Consistent Data Presentation

  • tabinsc (4/20/2011)


    I would argue that sometimes you may have redundant data in your database to make reporting easier and faster.

    Right. There are all kinds of edge cases that can be sighted to buck just about any best practice. That's why I tried to word the question loosely so the answer would be obvious while still leaving room for the edge cases.

    "...which of these practices are most likely..."

    Still, having redundant data may make reporting "easier and faster", in some cases. But easier and faster does not necessarily equate to "consistent data presentation". 😉

  • tabinsc (4/20/2011)


    I would argue that sometimes you may have redundant data in your database to make reporting easier and faster.

    There is a difference between redundant data in one table (like a dimension) and redundant data between different tables.

    I would argue that the last one should be avoided, where the first one is ideal for reporting.

    Need an answer? No, you need a question
    My blog at https://sqlkover.com.
    MCSE Business Intelligence - Microsoft Data Platform MVP

  • I haven't proven this correct yet, but I am thinking redundant data in two tables makes sense if you need that data to join the tables properly and avoid table/index scans in the execution plan. You could create indexes on the redundant columns to force index seeks on both tables.

    Tony
    ------------------------------------
    Are you suggesting coconuts migrate?

  • tabinsc (4/20/2011)


    I haven't proven this correct yet, but I am thinking redundant data in two tables makes sense if you need that data to join the tables properly and avoid table/index scans in the execution plan. You could create indexes on the redundant columns to force index seeks on both tables.

    My initial reaction to this statement was going to be "well that explains the percentage of incorrect answers". :hehe:

    But to answer more seriously, I'd say it sounds like another edge case scenario. In general, I would try to use a primary key foreign key relationship to join the tables, or a cross-reference table that uses a key from each table make the connection, or any other method that doesn't involve storing, indexing and joining on redundant data with no constraints that ensure data integrity.

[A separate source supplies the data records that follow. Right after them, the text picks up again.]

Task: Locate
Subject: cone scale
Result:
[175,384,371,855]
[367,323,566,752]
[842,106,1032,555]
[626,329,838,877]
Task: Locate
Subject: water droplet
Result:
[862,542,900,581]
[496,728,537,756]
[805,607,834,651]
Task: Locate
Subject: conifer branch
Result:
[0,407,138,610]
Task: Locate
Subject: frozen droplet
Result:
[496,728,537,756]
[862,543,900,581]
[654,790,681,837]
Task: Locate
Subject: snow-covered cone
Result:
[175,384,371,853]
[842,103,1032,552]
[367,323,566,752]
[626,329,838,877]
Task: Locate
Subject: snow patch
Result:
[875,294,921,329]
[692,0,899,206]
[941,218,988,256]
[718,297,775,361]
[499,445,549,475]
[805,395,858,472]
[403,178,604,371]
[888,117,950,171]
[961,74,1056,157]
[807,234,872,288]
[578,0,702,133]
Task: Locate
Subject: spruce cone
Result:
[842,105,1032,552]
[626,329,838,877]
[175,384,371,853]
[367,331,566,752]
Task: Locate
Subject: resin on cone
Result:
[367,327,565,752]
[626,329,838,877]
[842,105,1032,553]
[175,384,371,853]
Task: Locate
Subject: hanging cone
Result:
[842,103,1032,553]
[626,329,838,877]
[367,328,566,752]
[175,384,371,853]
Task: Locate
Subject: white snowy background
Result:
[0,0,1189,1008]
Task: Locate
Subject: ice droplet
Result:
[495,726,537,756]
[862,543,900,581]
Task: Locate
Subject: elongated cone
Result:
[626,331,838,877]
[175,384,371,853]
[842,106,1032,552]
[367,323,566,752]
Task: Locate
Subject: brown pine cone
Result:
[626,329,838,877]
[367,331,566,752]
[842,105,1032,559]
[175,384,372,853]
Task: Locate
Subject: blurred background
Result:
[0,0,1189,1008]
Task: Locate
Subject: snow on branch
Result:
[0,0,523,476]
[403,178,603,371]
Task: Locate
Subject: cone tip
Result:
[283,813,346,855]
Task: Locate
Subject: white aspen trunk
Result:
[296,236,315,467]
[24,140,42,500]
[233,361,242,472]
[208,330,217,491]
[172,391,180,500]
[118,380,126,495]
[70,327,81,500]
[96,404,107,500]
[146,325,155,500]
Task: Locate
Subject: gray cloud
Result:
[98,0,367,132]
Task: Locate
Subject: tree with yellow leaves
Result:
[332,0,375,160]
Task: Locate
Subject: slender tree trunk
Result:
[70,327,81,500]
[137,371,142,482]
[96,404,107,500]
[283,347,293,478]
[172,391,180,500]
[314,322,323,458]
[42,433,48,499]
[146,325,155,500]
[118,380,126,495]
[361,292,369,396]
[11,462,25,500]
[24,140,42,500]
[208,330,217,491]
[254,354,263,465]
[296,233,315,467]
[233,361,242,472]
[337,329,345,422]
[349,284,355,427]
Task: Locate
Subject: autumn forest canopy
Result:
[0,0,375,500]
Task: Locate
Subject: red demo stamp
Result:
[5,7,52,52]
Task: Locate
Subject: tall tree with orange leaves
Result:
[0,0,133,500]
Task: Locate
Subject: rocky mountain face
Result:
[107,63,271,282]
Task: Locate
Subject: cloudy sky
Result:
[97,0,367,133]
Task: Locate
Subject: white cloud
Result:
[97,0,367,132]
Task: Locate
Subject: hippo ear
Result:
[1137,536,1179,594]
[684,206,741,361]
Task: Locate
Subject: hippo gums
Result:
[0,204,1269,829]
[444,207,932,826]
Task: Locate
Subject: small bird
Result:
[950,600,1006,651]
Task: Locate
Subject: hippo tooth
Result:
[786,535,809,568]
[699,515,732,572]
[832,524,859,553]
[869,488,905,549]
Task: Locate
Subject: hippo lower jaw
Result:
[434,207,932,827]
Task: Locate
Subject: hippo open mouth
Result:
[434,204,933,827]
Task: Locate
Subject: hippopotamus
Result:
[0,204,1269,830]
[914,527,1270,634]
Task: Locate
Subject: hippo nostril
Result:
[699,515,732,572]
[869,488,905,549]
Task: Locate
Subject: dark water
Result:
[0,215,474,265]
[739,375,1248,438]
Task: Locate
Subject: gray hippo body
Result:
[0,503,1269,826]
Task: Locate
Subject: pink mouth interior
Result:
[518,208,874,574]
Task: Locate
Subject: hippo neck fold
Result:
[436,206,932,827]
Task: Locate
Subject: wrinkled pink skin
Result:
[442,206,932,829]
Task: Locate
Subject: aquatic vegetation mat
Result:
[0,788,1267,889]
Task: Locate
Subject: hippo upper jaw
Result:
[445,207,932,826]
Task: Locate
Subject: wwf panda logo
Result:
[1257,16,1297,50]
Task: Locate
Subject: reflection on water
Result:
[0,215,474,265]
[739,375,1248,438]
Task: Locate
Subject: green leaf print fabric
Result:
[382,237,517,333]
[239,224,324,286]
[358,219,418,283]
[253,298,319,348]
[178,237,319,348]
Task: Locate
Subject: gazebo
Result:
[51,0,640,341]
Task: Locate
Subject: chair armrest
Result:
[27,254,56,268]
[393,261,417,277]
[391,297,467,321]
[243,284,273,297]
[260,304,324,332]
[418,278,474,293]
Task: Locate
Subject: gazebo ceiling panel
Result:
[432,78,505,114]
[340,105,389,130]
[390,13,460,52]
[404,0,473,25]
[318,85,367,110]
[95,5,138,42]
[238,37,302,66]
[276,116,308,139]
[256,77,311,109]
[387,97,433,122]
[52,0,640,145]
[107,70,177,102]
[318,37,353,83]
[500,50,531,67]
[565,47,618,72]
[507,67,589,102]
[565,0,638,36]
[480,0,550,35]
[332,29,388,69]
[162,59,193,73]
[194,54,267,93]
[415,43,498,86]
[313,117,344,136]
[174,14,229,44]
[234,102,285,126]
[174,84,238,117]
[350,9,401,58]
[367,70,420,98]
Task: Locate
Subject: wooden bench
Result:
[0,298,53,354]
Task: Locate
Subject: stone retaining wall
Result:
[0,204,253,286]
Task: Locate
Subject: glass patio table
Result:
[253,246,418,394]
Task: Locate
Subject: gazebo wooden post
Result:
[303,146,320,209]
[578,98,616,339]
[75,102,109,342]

  • Excellent straight forward question.

    Jason...AKA CirqueDeSQLeil
    _______________________________________________
    I have given a name to my pain...MCM SQL Server, MVP
    SQL RNNR
    Posting Performance Based Questions - Gail Shaw[/url]
    Learn Extended Events

  • I was worried this was going to be tricky as well, but the selectable answers pretty much eliminated any of those doubts.

    Off topic, but one thing that bothers me in database design is when there are unnecessary columns in a table which contribute to confusion. For example, we have a third-party database with a table called [Procedures] and another table called [ProcedureFees]. Simple enough -- except that the [Procedures] table contains columns like "Fee1" and "Fee2". :crazy:

    These columns, I believe, are from a previous iteration of the database, but were never cleaned up. I am 99% sure that the fees are pulled from the [ProcedureFees] table, but there's still that 1% which makes me wonder if, in their in-line code or in one of the many stored procedures, the fee is pulled from the [Procedures] table.

    Like I said, off topic, but one of my pet peeves.

  • I was surprised that as many as 5-7% of people missed this. It seemed to be a question that anyone with logic could answer.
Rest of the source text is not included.